Катриона не сознавала уже почти ничего, ощущая только мощное, глубокое пульсирование крови. Их губы встретились, и от этого соединения по ее телу прокатилась волна блаженства. Ни о чем не думая, она отдалась своему влечению, с равным пылом возвращая Хэмишу его ласки и торопливо помогая ему справиться с пуговицами и молниями. Их одежда упала на пол. Ковер был глубоким, мягким и манил к себе. Осыпая поцелуями ее трепещущий обнаженный живот, Хэмиш издал ликующий крик, прежде чем зарыться лицом в темно-рыжие завитки, пламенеющие между ее бедер.

Стремительно возносясь к вершине блаженства, Катриона забыла обо всем на свете, но в решающий момент он с ловкостью опытного любовника вдруг остановился.

- Красота не должна совершать ошибки, - проговорил Хэмиш, быстро принимая меры предосторожности, в то время как она лежала, едва сознавая, что он делает.

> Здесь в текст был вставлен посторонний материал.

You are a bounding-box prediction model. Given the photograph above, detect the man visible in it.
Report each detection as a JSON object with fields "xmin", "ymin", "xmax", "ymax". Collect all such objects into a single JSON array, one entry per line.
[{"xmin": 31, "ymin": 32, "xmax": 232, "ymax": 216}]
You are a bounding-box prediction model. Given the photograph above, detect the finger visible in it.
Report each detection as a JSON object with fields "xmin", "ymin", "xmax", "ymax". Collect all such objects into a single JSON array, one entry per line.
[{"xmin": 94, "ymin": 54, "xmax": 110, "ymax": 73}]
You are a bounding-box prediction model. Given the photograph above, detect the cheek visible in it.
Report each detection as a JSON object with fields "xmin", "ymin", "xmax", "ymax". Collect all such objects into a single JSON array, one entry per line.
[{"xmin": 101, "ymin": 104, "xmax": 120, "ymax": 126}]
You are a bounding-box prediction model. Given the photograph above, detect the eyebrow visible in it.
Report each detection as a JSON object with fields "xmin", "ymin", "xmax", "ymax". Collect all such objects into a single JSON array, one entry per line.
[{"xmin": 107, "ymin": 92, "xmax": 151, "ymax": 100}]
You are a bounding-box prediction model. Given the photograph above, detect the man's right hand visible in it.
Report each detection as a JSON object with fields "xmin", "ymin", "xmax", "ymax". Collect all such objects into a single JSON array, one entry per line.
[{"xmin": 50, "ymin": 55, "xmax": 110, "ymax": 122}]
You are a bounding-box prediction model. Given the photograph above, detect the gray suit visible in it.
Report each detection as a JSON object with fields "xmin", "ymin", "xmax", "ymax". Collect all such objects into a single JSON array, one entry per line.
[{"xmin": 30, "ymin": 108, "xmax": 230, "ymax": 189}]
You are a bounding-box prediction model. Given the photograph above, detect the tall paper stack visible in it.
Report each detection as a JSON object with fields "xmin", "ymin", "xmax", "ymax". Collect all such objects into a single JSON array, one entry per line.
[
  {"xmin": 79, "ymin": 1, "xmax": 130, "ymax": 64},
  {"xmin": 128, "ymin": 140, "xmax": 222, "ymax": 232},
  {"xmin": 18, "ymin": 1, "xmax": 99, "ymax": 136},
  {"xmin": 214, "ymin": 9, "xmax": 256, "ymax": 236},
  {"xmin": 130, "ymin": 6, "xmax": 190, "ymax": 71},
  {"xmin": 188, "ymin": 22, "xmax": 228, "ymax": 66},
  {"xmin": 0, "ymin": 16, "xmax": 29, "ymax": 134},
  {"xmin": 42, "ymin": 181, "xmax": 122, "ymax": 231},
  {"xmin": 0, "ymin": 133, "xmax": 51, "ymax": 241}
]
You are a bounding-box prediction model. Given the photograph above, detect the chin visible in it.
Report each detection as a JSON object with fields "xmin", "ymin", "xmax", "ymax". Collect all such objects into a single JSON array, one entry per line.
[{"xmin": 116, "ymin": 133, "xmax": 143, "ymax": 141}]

Затем он одним движением поднял ее и усадил поперек своих бедер. Его голубые глаза впились в ее серебристо-серые, и его стремительное, неистовое вторжение заставило ее вновь задохнуться.

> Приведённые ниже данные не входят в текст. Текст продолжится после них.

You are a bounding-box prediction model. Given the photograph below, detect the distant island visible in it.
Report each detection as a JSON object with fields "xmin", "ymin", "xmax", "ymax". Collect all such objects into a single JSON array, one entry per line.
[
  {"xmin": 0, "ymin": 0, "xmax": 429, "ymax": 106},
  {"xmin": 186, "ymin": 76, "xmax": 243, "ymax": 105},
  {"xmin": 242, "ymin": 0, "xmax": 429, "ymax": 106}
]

- Но я должен видеть твое лицо, особенно когда на нем написано наслаждение!

На обочине дороги, ведущей в Лагган-Глен, остановился видавший виды "лендровер", и из него медленно вылез очень старый человек. Его твидовая кепка и мешковатая плотная куртка были старомодными и поношенными, а суковатая палка, которую он держал в руках, казалась скорее аксессуаром, чем предметом первой необходимости. Он бродил среди оскверненных, обожженных домиков, время от времени отдыхал, оперевшись о забор, заглядывал в разбитые окна и всматривался в грубо намалеванные на светлых оштукатуренных стенах буквы. Если не считать последствий террористического акта, домики выглядели очень мило: каждый с мощеным внутренним двориком, оборудованным площадкой для барбекю, мусорными баками и приспособлениями для сушки белья. Все они были выстроены по одному проекту: три спальни, две ванные комнаты, открытая веранда-гостиная, прекрасная кухня, небольшая прачечная. Оставалось привезти мебель - и они полностью готовы к предстоящему туристскому сезону.

- Англичане, убирайтесь прочь, - повторил старик, грустно покачивая головой. - Что ж, вряд ли какая-то английская семья теперь захочет провести здесь пасхальные каникулы, - заключил он, глядя на простиравшуюся перед ним долину, скалы, траву и с шумом ниспадающий с гребня скалы ручей.

Низко нависшие тучи поливали землю мелким моросящим дождиком, затуманившим очки старика. Тревожно поцокав языком, он развернулся и направился назад к автомобилю.